Today is the
second consecutive snow day for Bartlesville Public Schools, a real treat for
most kids but not so for 4 1/2-year-old Benjamin. He
thrives on routine, and going to pre-school is an important part of his
routine. Thus, it was an easy decision
this morning to invite him over for a play date.
Shawn, home
because he is a teacher himself, delivered my grandson to my door at ten with
the one item I had requested: a
ball. Before I could even think to get
Benjamin’s coat off, he was on his way to the toy room. I was ready, having set up his toys minus the
monkey because I want to expand his horizons beyond our monkey game. I felt somewhat like an anthropologist, ready
to study the communication habits of my grandson. My goal was twofold: follow his lead and encourage communication.
Benjamin
loves to walk from room to room in my house, especially carrying a toy. I followed him around and participated in his
play, trying to enter into his world. We
grooved to the music of his mailbox, celebrated playing with the See and Say on
the guest bed, took turns with the toy phone, and played with the ball a little
bit. Each of these activities took place
in, perhaps, thirty-second increments.
I knew he
would find his way into my kitchen.
There is something about sitting on the floor and looking up at the
exhaust fan above the stove that delights him.

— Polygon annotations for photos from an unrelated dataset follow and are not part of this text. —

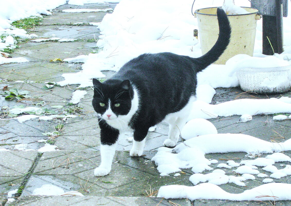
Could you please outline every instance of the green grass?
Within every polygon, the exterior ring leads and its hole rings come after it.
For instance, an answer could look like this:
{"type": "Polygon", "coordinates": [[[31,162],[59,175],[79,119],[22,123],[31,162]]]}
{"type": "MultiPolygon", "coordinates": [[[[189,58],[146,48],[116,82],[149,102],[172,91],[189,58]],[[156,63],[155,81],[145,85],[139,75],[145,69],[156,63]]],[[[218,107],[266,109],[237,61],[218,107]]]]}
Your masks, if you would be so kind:
{"type": "Polygon", "coordinates": [[[277,116],[277,115],[286,115],[289,116],[290,115],[287,113],[276,113],[273,114],[274,116],[277,116]]]}
{"type": "Polygon", "coordinates": [[[54,144],[56,142],[56,140],[51,139],[49,139],[47,140],[47,143],[48,144],[49,144],[51,145],[54,145],[54,144]]]}
{"type": "Polygon", "coordinates": [[[3,52],[4,52],[5,53],[9,53],[9,54],[11,54],[14,51],[14,49],[9,49],[9,48],[7,48],[1,49],[1,50],[3,52]]]}
{"type": "Polygon", "coordinates": [[[39,17],[31,17],[16,21],[12,22],[12,26],[24,30],[33,29],[35,26],[40,25],[42,18],[39,17]]]}

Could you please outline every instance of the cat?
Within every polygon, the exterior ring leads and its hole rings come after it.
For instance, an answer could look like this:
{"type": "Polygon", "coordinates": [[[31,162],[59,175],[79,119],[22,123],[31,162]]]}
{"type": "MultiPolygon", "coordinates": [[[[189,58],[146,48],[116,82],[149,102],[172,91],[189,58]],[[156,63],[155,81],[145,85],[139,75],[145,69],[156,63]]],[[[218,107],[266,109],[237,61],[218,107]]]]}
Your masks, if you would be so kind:
{"type": "Polygon", "coordinates": [[[92,105],[100,129],[101,163],[97,176],[111,169],[120,134],[133,132],[129,154],[142,154],[149,128],[165,120],[169,124],[167,147],[174,147],[180,129],[186,123],[195,100],[196,74],[218,59],[229,42],[231,28],[223,10],[218,8],[218,38],[207,53],[198,58],[169,52],[145,54],[126,63],[101,83],[93,79],[92,105]]]}

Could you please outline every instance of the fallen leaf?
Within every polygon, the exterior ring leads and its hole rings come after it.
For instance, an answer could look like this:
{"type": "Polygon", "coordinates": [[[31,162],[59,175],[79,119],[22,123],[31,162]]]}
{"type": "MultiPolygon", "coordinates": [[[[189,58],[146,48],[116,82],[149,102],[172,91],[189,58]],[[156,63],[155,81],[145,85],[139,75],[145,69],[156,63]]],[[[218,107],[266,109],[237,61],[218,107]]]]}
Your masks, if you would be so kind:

There he will sit, clap his hands, and make his “ah ah ah” sound to
signal me for a snack. I peeled and cut
up a small apple into bite-sized pieces.
Throughout his hour here, he ate most of the apple. Each time he went into the kitchen to the
counter where the apple was, he had to ask for it. Sometimes he did the signs on his own;
sometimes I prompted him. It was
interesting to see his variations on “please eat.” Sometimes the “eat” came first, other times
the “please.” Sometimes he signed just
one of the words himself; sometimes he took my hand to his mouth for “eat” and
rubbed my tummy for “please.” Always I
said the words.
Just for
fun, I tried offering the apple pieces in different ways. At first I handed him a piece. Then I had him take the single piece out of a
little plastic container. Finally, I put five or six pieces in the container and was pleased to see that he would take out
just one or two instead of grabbing all of them at once.
Near the end
of our hour together, I could see that he was starting to get tired. At one point, he walked into the living room,
sat down on the floor, put his hand in his mouth, and started to cry. I sat down in front of him and asked, “Benjamin,
what’s wrong?” He stopped fussing and
made his sign for “sing,” so I did.
By this
time, he had asked to leave several times by going to the front door and trying
the door handle, which reminds me of another door story: I told Benjamin I was going to use the
bathroom and let him follow me in. There
he pulled back the shower curtain to see the bathtub, looked at the sink, and
checked out the bathmat. When I was
done, he helped me close the toilet seat lid, watched me flush the toilet, and watched me
wash my hands. What I noticed is that he
was familiar with and interested in the sequence.
I count this
morning as a grand success. Benjamin had
fun, and I learned a little more about entering his world and communicating
with him. He is a good teacher. And, to be honest, I did not miss the monkey.